Michael Finlay, veteran CBC journalist and Ubyssey alum, died last week at 73.
CBC reported that he died on January 31 due to medical complications following a random street assault in Toronto. The Toronto Police Service has since issued a warrant for the man identified as Finlay’s attacker.
Most of Finlay’s professional career was spent at CBC, where he worked for 31 years until his retirement in 2010. He spent his career primarily as a radio producer.
Ten years before his time at CBC, Finlay was a reporter and editor at The Ubyssey.
Lesley Krueger, the 1974/75 editor of The Ubyssey met Finlay when he was a creative writing graduate student. She described his unique talent to pull together a story.
“What Michael could do was observe and analyze and put it together, and make you smarter after you’d read one of his stories … he saw what other people didn’t see,” she said.

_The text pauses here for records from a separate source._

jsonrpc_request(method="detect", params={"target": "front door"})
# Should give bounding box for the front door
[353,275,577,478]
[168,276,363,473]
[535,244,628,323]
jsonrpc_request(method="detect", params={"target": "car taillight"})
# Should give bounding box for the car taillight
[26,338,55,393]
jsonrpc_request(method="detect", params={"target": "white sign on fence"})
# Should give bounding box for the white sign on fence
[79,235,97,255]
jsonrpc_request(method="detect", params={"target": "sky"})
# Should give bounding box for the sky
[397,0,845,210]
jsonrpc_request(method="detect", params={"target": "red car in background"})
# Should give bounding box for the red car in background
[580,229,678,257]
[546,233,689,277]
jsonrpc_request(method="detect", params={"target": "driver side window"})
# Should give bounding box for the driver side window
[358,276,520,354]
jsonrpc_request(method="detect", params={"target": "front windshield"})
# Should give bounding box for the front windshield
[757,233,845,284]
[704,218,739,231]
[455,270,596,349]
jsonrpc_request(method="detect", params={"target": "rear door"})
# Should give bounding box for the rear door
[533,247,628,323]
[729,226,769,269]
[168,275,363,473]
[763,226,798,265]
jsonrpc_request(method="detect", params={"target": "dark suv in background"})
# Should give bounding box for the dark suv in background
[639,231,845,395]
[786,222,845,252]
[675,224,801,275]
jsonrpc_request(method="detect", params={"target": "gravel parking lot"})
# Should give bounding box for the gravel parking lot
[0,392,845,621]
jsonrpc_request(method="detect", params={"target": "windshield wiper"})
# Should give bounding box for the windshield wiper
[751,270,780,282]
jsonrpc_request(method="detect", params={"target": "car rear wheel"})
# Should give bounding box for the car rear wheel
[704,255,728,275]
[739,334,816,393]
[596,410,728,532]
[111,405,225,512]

Krueger remained friends and colleagues with Finlay after their time at UBC, and wrote a tribute to him to remember him for his “full and valuable life.”
“I think the main thing that should be remembered about Michael was his brilliance, but also his sense of humour and humanity. Those things went together,” she said.
While at The Ubyssey, Finlay reported on all things university politics, with a focus on improving governance practices at UBC to best serve students.
For a January 1968 story, Finlay interviewed student senators who threatened to resign if UBC’s Senate did not improve its transparency. At the time, the body did not allow a public gallery.
In another story that year, he spoke to UBC political science professors about AMS Council’s voting structure. One professor characterized it as undemocratic because the number of seats on council was not proportional to faculty size.
Following that piece and a quote from an AMS vice-president who said council was “ahead of student opinion,” Finlay wrote a column taking sharp aim at what he saw as a derogation of duty in the student society.
“The question is no longer simply whether student council at UBC is democratic and represents according to population. The question is: are students represented at all?,” he wrote.
Finlay was also a fierce defender of The Ubyssey’s journalistic integrity.
Until 1995, The Ubyssey was published by the AMS, but the paper generally maintained editorial control. AMS Council annually appointed The Ubyssey’s editor, normally based on a recommendation from The Ubyssey editorial board.
However when Finlay was recommended for the role in 1969, then-AMS President Fraser Hodge tried to get Finlay to agree to print whatever Council wanted in the paper, or he would refuse his appointment.
Finlay never agreed.
So, Hodge brought forward a motion at that year’s AMS general meeting to force more AMS control over The Ubyssey. Students in attendance were asked to vote on whether The Ubyssey should be autonomous or “something different.” Finlay staunchly opposed the change.
“It’s a black or white issue. There is no grey. Either a paper has freedom or it is under autocratic control,” he said. “It has always been my stand that the paper and the AMS can cooperate but it must be the editor’s final choice what is printed.”
Despite the AMS executives’ efforts, a majority of the 3,000 students present that night voted to keep The Ubyssey autonomous. They also voiced strong support for Finlay’s appointment, pushing Hodge to back down. Finlay became the 1969/70 Ubyssey editor.
Finlay took his role at the paper seriously, but Krueger said he wasn’t afraid to laugh too.
“What he was really interested in doing was taking the piss out of people. He didn’t like pretension. He didn’t like people who, unlike him, took themselves too seriously.”
Finlay demonstrated that sense of levity in a letter to the editor in a March 1970 issue — his final one leading the paper. Written by Finlay and City Editor Nate Smith, it looked back at the year and ahead to the next with a sarcastic sweetness.
“The past year has been by far the finest in The Ubyssey’s long and glorious history …Try as we might, we cannot think of a single point on which to criticise your paper,” they wrote.
“Despite your success this year, we have every confidence that next year’s Ubyssey will be even better."